Kiew/Moskau. Sitzend lehnt Katerina Polischtschuk an einer Mauer im Tunnelsystem unter dem Asow-Stahlwerk. Russische Truppen belagern das Gelände seit Wochen. Im Versuch, sich Mut herbeizusingen, stimmt die Sanitäterin leise die ersten Töne eines ukrainischen Marsches an. Nach und nach steigen auch die anderen ein.

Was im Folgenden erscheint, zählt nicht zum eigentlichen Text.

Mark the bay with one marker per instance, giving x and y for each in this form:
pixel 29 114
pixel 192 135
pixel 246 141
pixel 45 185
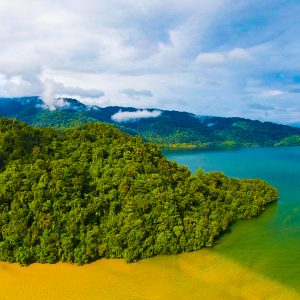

Das Video der jungen Ukrainerin ging im Mai um die Welt. Überall weckte es Anteilnahme mit den Menschen, die in dem Asow-Stahlwerk festsaßen. Inmitten der Belagerung der hart umkämpften ukrainischen Hafenstadt Mariupol war die riesige Industrieanlage Anfang März zum Zufluchtsort für hunderte Ukrainer geworden. Darunter befanden sich viele Soldaten, aber auch Zivilisten hatten sich in der "Festung Mariupol" verschanzt. Mit knappem Wasser und Essen harrten sie wochenlang in den Bunkern aus, um das Werk zu verteidigen. Lange galt Asowstal als Symbol für den ukrainischen Widerstand gegen Russland, die Menschen dort wurden als Helden gefeiert.

Mehr als 200 freigelassen

Letztendlich mussten sich die ukrainischen Kämpfer aber der russischen Übermacht beugen. Die Asowstal-Verteidiger kapitulierten Mitte Mai, hunderte wurden festgenommen.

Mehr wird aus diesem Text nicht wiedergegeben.